From the outside looking in, my life seems quite enviable. But from the inside-out, discontent and uncertainty breeds a growing resignation tiptoeing ever closer to that final shrug and ultimate sigh. Cynicism bleeds like sap through my veins; it's how I've been conditioned to think via countless heartaches and disappointments, crushed dreams and cherished memories turned bitter by the stain of loss. Cynicism makes life easier in some ways. You learn to curb your expectations, to exercise caution when placing one's hopes. But cynicism fosters a bleak life, stripping the excitement, joy, and adventure out of everyday living. It creates a void where purpose once thrived: in a world so dark and ripe with misfortune, why aim for anything at all? Why take a swing when you've learned you can't help but strike out? This is the quiet desperation that befalls most men: an aching and unpalatable void which we seek to fill with momentary pleasures, our means to escape the dreary wasteland of the human experience, an experience characterized most poignantly by loss, disappointment, and futility.

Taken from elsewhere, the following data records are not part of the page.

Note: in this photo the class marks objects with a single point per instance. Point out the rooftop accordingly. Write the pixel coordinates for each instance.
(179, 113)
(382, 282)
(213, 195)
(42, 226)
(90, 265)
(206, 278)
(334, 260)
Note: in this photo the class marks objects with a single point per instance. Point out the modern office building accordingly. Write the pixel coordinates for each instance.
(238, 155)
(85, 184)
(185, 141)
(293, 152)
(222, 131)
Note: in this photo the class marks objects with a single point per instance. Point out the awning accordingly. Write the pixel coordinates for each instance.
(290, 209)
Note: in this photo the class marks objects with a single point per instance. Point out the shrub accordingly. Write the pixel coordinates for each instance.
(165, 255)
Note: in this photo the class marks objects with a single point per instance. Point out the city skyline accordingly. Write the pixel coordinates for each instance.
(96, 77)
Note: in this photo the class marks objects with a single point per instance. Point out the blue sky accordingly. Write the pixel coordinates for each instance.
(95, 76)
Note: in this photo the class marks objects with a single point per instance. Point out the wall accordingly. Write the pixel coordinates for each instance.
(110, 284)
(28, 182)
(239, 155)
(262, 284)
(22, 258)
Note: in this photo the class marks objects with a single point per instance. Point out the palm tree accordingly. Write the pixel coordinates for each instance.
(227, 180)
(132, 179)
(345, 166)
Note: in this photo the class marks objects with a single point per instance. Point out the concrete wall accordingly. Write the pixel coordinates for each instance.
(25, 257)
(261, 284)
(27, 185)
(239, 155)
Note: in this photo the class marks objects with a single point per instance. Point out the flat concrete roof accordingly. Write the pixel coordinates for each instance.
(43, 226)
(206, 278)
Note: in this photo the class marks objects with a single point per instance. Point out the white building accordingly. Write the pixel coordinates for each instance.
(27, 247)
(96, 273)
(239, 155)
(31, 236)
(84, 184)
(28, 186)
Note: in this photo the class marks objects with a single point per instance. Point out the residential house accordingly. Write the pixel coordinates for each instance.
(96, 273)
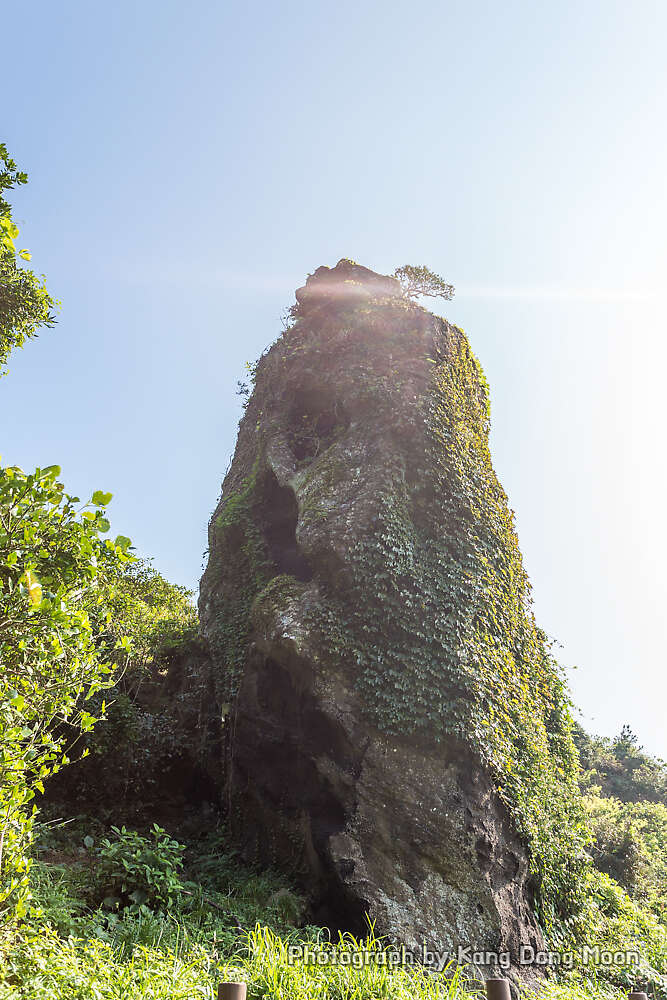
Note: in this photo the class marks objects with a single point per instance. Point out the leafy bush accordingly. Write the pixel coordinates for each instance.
(25, 304)
(52, 563)
(141, 871)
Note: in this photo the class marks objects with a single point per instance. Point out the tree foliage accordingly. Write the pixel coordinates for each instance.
(55, 570)
(25, 304)
(417, 281)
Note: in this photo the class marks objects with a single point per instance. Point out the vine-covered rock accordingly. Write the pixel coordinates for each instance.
(396, 726)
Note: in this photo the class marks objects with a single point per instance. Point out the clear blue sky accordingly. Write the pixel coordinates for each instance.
(190, 163)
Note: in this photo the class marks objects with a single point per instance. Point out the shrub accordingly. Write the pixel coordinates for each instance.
(141, 871)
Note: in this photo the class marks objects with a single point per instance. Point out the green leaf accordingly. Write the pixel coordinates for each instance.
(101, 499)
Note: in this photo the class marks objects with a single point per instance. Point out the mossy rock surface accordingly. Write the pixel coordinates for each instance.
(399, 731)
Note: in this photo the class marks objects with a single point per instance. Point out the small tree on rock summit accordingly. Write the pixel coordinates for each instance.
(417, 281)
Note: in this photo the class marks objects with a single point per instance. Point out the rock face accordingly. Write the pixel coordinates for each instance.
(367, 613)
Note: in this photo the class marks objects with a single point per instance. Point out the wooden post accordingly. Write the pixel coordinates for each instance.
(498, 989)
(232, 991)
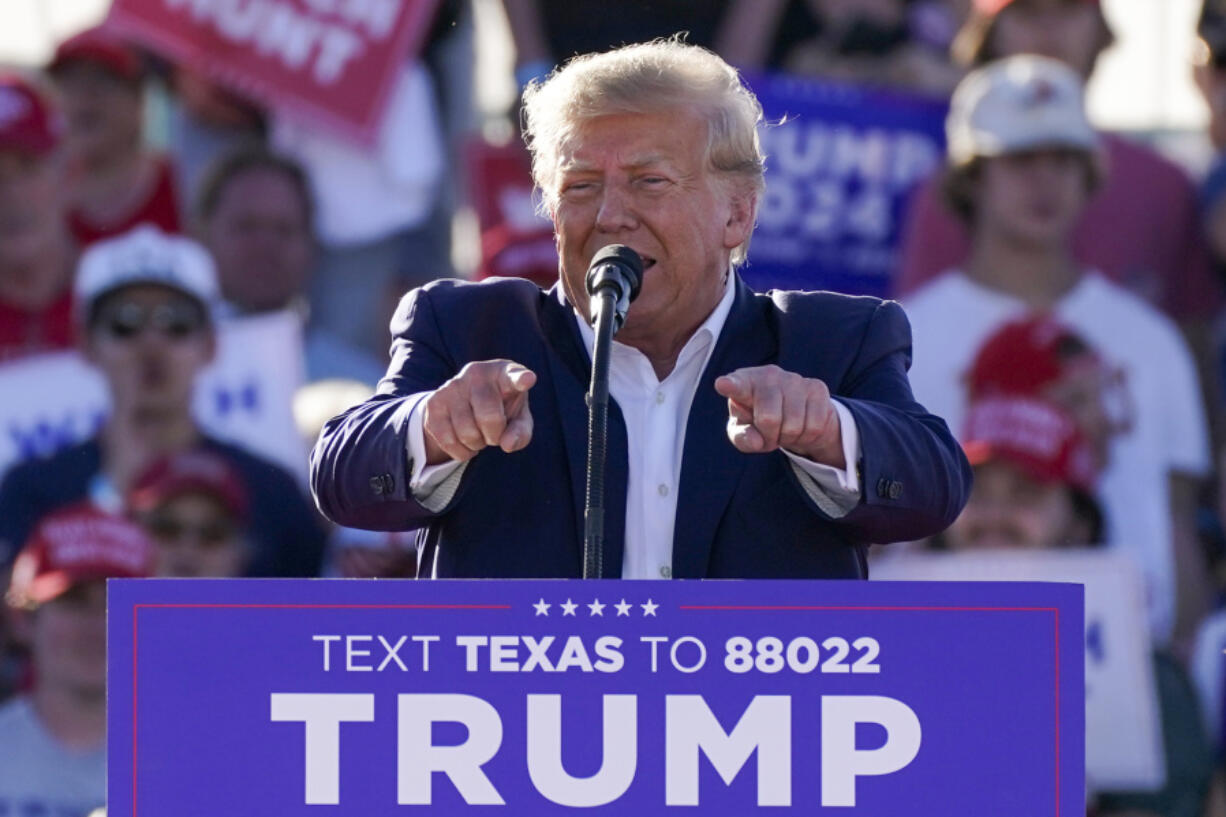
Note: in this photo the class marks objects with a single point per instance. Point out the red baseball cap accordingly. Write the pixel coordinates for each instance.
(77, 544)
(27, 120)
(196, 471)
(1034, 434)
(98, 48)
(1025, 356)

This quiet desperation seizes me, but there's hope. The cynicism isn't ingrained: it's learned, conditioned, from the interplay of events and their interpretations. We don't perceive the world fully but through a kaleidoscope of shifting lenses. We don't have but one way of seeing the world but many, resulting in paradoxical beliefs and incongruities within our muddled worldviews. My cynicism comes not from a balanced, cogent, or objective observation of the world. It's simply a pattern of thinking and seeing that's evolved not so much from without but from within, as I've consistently interpreted life's negative events from  a broken, despairing, and confused heart.

The remedy for this cynicism propagating indifference and uncertainty may lie in the root of cynicism itself, those interpretations of how my life is and why it's the way that it is. I may perceive my life as being marked by disappointment and empty dreams, void of meaning and absent substance; I may perceive myself as not cool or not smart or not attractive enough, and I may struggle with the off-balance fear that my life is all but over (damned lymphoma scare). But that's but one way to look at it: I could put on a different lens and see those things I've accomplished (graduated college, living on my own, author of several successful novels, etc.) as well as all the blessings that surround this life of mine, a life that is quite probably in its early stages. Perhaps my perception of my life should be reworked in light of a broader horizon: I have food on my table, I have my health, I can sleep in safety at night, and I have a place to live. I have a car, a cell phone, a TV, and books I can read (by God, I'm literate!). I'm surrounded by loving family and friends, and I'm in the top 1% (now that I've gotten an iPhone). On the outside, my life may look enviable, and that's because it is. People would KILL to have what I have, and I bitch and moan about not having MORE. Ultimately, the problem may not be too narrow a perception but too ungrateful a heart.

As to the reason my life is the way it is, I could interpret my life as a series of misfortunes and broken hopes (as I have consistently done for the past seven years), and in doing so I have to understand why life has turned out the way it is. Perhaps God is punishing me for not being good enough; maybe God's just mad and being mean; maybe God isn't at all interested in what's going on with me. Or maybe God's not at all to blame, but I am; and perhaps God isn't to blame, nor myself fully, but life just goes like this sometimes and reading meaning into its currents is like trying to read signs off the Potomac's surface. But if I see my life as ripe with blessings that 99% of the world craves to have as their own, then I see that I have far more than I ever deserve, and that I'm being quite the annoying and obnoxious bitch when I complain about not having "all those things I've always wanted."

The reorientation of my perspective--gratefulness for what I have, a broader view of my fortune in the world around me, the knowledge that I am loved and favored by God, blessed by him even, and that he hasn't abandoned me--fuels the eradication of the cynicism. It's not about forgetting the past; it's about approaching it from a different perspective, a different angle, seeing it in a new and refreshing way, a way that allows hope and purpose and even fosters such things.

Who do I want to be?
What do I want to do?
And how do I go about it?

The chains of cynicism holding me back must be shaken loose; the shackles must be hewn apart. The darkness must be expunged so that light can shine once more. Beyond the cynicism and its bleak and fatalistic interpretations of my life thus far, there lies a freedom beckoning me forward, inviting me to experience life anew.